Он выколотил золу из трубки и положил ее на специально приделанную для этого к спинке кресла полочку.
— Вот, скажем, двоюродный брат Эмилии, тот, за которого она должна была выйти замуж, — снова заговорил старик, тихонько потирая себе руки, — это лучший малый во всем Ярмуте! Он иногда заходит ко мне вечером на часок побеседовать и почитать мне вслух. Разве это не большая доброта о его стороны? Да вообще вся его жизнь — одна доброта.
— Я как раз сейчас иду к нему, — заметил я.
— Вот как! Тогда, пожалуйста, передайте ему, что я бодр и свидетельствую ему свое почтение. Минни и Джорам сейчас на балу. Будь они дома, они, так же, как и я, были бы польщены вашим посещением. Минни не хотела было итти («из-за отца», говорила она), но я побожился, что если только она не пойдет, я улягусь спать в шесть часов вечера, и благодаря этому, — мистер Омер так расхохотался своей хитрости, что кресло заходило под ним, — она и Джорам на балу! Я пожал ему руку и пожелал спокойной ночи.

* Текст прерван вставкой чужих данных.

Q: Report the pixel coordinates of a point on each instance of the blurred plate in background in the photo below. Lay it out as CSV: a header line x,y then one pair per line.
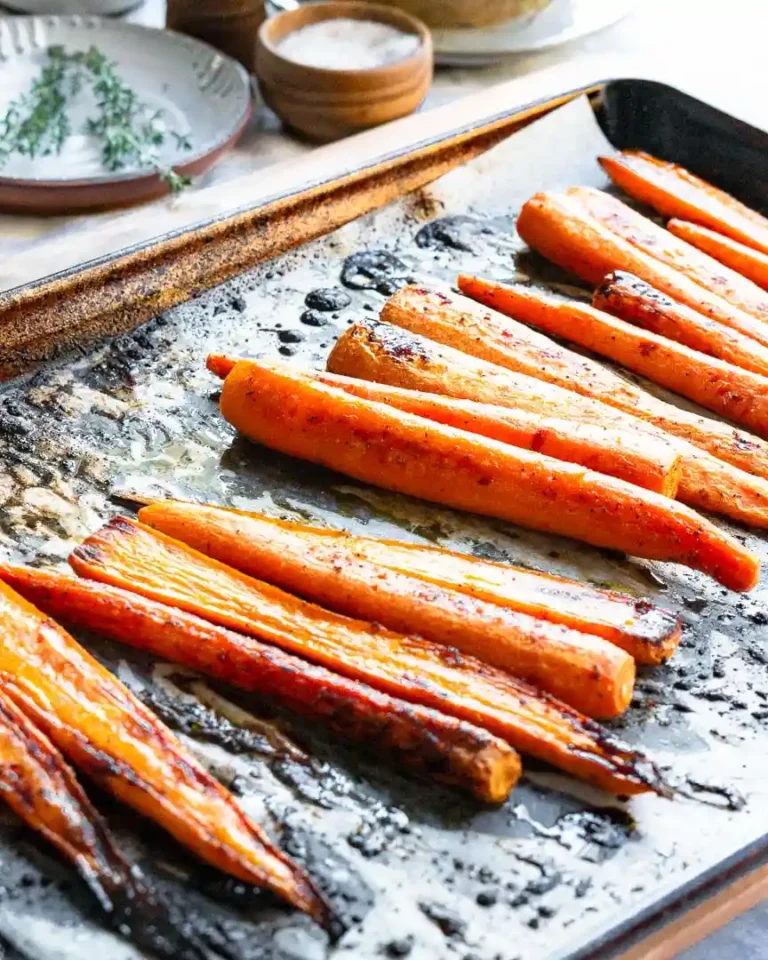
x,y
564,21
199,92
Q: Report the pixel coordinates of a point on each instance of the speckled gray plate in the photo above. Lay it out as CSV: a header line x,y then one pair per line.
x,y
197,92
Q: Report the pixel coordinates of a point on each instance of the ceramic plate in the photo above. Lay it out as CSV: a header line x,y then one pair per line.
x,y
196,91
563,21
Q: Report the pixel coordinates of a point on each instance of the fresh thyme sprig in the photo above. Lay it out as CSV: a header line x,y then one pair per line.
x,y
129,132
37,124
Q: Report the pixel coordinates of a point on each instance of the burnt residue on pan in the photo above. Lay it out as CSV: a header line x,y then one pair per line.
x,y
417,869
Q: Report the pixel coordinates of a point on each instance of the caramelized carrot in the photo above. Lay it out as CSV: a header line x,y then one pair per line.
x,y
732,392
671,250
411,455
39,786
277,551
637,302
675,192
387,354
644,461
583,670
127,554
408,735
559,227
750,263
493,336
99,725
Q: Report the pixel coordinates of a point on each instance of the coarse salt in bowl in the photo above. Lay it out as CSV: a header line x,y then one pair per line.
x,y
346,44
336,68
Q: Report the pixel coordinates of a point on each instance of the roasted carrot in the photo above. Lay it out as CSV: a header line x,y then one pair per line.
x,y
644,461
671,250
361,576
417,738
494,336
637,302
675,192
388,354
750,263
583,670
730,391
559,227
125,553
97,723
41,788
411,455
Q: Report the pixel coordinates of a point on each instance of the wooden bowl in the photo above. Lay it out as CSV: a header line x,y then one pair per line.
x,y
457,14
228,25
322,104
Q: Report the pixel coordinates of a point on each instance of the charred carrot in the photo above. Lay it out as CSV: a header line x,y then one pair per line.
x,y
750,263
583,670
637,302
125,553
676,192
646,462
559,228
99,725
277,551
411,455
41,788
730,391
388,354
671,250
411,736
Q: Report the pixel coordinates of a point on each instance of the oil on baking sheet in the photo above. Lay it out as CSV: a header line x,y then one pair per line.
x,y
415,867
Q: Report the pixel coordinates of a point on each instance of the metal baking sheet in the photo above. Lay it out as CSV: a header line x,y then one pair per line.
x,y
561,869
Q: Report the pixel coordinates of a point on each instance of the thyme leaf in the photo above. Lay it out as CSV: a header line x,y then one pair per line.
x,y
129,132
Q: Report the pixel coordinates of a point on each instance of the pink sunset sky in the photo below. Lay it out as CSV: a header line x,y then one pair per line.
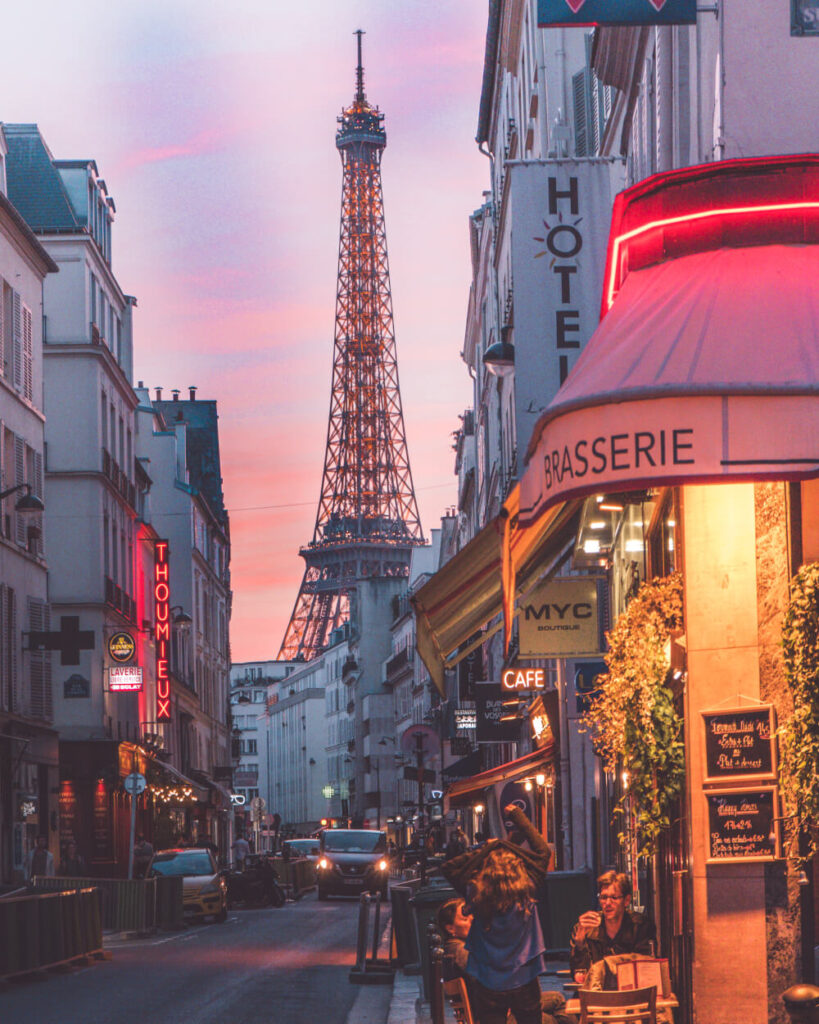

— Побудьте еще с полминутки, сэр, — попросил мистер Омер. — Если вы уйдете, не поглядев на моего маленького слона, вы много потеряете. Никогда ничего подобного вы не видывали!.. Минни!
Мелодичный голосок ответил откуда-то сверху: «Иду, дедушка!»
И вскоре в лавку вбежала прехорошенькая девчурка с длинными белокурыми кудрями.
— Вот мой маленький слоник, сэр! — заявил старик, лаская ребенка, — настоящей сиамской породы. Ну, слоник, за работу!